Which he did. However, there are nearly as many deep differences between Matthew’s theory and Darwin’s as there are similarities. Matthew was a catastrophist; his geological theories were very close to those of Cuvier. According to Matthew, the earth had periodically been rocked by upheavals, which left an “unoccupied field. . . for new diverging ramifications of life.” Evolutionary change took place right after these upheavals; between catastrophes, species did not change,and natural selection would act to stabilize species, not alter them:

A particular conformity, each after its own kind, . . . no doubt exists to a considerable degree. This conformity has existed during the last 40 centuries [4,000 years]. Geologists discover a like particular conformity – fossil species – through the deep deposition of each great epoch, but they also discover an almost complete difference to exist between the species or stamp of life on one epoch from that of every other.

Matthew’s theory lacked Darwin’s concept of evolution as an ongoing, continuous process. Matthew did not see evolution as the gradual accumulation of favorable variations leading to adaptation, nor did he believe in extinction except by catastrophe. Matthew saw species as classes of similar organisms, not as interbreeding populations. He also never relinquished his belief in natural theology; he wrote to Darwin in 1871 that “a sentiment of beauty pervading Nature. . . affords evidence of intellect and benevolence in the scheme of Nature. This principle of beauty is clearly from design and cannot be accounted for by natural selection.”

3 responses to “October 20, 1790 (a Wednesday)

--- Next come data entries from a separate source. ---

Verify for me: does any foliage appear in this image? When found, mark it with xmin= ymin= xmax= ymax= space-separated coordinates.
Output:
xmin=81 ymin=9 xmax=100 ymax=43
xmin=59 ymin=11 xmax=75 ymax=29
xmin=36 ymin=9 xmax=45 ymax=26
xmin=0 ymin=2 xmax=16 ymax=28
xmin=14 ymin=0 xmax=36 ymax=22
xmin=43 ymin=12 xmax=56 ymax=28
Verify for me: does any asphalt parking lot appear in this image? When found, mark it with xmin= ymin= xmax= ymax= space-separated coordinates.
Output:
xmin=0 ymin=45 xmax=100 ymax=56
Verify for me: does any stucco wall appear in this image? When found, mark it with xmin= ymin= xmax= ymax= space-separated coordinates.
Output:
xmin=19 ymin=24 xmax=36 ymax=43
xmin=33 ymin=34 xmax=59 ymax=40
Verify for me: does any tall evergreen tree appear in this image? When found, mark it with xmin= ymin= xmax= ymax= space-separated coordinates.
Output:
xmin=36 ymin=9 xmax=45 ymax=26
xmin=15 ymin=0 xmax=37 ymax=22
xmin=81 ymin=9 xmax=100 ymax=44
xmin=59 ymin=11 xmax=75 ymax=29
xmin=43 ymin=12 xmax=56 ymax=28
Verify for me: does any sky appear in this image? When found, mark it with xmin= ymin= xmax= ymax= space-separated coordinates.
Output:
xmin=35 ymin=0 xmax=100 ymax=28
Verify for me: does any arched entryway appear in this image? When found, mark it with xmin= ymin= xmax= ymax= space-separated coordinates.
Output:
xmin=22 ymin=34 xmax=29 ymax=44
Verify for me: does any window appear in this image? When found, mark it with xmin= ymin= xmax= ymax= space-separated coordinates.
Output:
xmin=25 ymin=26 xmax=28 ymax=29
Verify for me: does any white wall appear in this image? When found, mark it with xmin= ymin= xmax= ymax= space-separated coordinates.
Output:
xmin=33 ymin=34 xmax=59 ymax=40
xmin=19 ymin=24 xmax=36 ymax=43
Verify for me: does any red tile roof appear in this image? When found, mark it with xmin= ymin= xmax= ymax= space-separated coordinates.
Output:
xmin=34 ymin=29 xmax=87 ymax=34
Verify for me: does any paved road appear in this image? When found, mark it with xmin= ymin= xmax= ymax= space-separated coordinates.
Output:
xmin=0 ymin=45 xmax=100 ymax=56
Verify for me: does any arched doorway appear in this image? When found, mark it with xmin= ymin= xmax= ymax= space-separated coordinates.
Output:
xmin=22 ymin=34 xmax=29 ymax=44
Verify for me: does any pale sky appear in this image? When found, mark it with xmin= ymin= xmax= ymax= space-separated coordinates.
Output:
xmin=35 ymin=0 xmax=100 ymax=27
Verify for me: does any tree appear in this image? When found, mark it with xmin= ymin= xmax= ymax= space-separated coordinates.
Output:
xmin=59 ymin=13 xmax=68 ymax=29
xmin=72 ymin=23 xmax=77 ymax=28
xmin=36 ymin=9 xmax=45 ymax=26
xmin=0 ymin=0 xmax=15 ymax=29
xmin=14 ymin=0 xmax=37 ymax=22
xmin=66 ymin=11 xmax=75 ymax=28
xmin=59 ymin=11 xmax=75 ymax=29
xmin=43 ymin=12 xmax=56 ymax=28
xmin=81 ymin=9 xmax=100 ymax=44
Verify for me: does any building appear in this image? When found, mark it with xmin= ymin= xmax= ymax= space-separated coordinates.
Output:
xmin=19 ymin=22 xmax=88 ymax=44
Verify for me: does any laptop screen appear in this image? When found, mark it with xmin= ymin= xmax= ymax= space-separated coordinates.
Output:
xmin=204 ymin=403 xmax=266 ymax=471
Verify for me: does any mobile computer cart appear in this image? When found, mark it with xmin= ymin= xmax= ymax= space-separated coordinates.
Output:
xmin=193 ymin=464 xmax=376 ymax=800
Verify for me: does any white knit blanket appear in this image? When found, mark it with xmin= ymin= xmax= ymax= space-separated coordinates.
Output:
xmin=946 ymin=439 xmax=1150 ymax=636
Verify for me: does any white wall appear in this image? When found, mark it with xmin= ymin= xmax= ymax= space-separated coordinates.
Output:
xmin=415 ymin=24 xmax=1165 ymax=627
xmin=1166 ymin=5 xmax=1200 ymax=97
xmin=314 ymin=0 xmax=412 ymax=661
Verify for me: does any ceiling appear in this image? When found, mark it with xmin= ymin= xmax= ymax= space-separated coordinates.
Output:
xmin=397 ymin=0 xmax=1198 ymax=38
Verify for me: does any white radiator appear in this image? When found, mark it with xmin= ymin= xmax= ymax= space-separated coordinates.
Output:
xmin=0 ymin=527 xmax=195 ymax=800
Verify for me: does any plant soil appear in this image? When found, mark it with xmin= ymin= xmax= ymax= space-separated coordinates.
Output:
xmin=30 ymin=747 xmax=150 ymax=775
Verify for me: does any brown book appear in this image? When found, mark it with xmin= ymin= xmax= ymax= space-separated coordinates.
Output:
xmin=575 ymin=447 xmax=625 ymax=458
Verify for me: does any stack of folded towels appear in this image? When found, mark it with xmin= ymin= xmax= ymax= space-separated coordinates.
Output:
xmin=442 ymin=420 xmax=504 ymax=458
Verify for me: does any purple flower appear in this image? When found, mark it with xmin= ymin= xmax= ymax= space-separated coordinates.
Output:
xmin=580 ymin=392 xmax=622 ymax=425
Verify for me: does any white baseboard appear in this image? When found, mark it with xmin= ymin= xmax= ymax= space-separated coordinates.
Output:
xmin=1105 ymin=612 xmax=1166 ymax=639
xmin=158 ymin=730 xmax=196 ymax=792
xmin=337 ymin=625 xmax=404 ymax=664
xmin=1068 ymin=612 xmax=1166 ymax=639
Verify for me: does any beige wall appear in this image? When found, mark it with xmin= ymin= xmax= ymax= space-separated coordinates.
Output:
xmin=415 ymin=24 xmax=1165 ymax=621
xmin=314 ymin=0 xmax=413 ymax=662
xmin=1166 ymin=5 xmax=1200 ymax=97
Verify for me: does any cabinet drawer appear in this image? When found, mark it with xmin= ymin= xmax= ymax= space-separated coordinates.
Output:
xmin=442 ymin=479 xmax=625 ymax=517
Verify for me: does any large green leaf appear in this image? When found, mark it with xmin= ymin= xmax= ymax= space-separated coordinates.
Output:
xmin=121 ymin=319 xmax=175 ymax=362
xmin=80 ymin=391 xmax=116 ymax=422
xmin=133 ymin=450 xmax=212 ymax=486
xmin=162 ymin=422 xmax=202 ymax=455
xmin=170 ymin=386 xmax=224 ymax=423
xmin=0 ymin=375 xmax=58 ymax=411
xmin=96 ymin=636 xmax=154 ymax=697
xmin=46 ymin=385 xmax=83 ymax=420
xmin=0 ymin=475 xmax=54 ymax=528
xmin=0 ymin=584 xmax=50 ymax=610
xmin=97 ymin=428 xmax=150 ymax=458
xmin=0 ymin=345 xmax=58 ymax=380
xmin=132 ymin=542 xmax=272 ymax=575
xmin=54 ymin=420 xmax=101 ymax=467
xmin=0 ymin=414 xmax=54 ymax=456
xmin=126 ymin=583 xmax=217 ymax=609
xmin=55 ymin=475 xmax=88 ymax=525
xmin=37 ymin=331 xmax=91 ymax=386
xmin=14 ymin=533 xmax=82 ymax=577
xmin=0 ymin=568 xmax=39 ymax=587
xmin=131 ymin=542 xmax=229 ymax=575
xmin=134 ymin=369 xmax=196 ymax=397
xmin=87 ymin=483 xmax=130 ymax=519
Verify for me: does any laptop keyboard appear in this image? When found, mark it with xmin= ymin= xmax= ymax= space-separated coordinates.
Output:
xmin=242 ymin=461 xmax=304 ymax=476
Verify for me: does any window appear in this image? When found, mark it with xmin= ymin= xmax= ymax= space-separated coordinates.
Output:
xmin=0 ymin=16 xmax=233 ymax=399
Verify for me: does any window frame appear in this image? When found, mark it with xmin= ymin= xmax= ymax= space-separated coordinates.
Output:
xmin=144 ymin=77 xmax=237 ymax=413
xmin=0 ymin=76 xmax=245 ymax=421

  1. Ok…checking back I now see that my comments are now back on site which they weren’t last night. Fair enough…I’ll wait to see what happens to them…as you do what moderation you feel necessary. Btw I think it only fair that I Identify who I am. I’m actually a 3rd Great Grandson of Patrick Matthew through his 3rd son Alexander Matthew…just so we are clear….he was the son who went to Germany… and managed two Matthew land holdings in Schleswig–Holstein. I’m the one who provided the two new pictures of Patrick Matthew never before seen. There is a two volume book entitled “Die Matthew Saga” that will in the future be coming out. Two professors in the U.K are now in possession of it and are getting funding for it to be translated into English. they are the two who are running the two sites that I previously mentioned…all of this being relatively new.

  2. Very informative! Thanks for the analysis.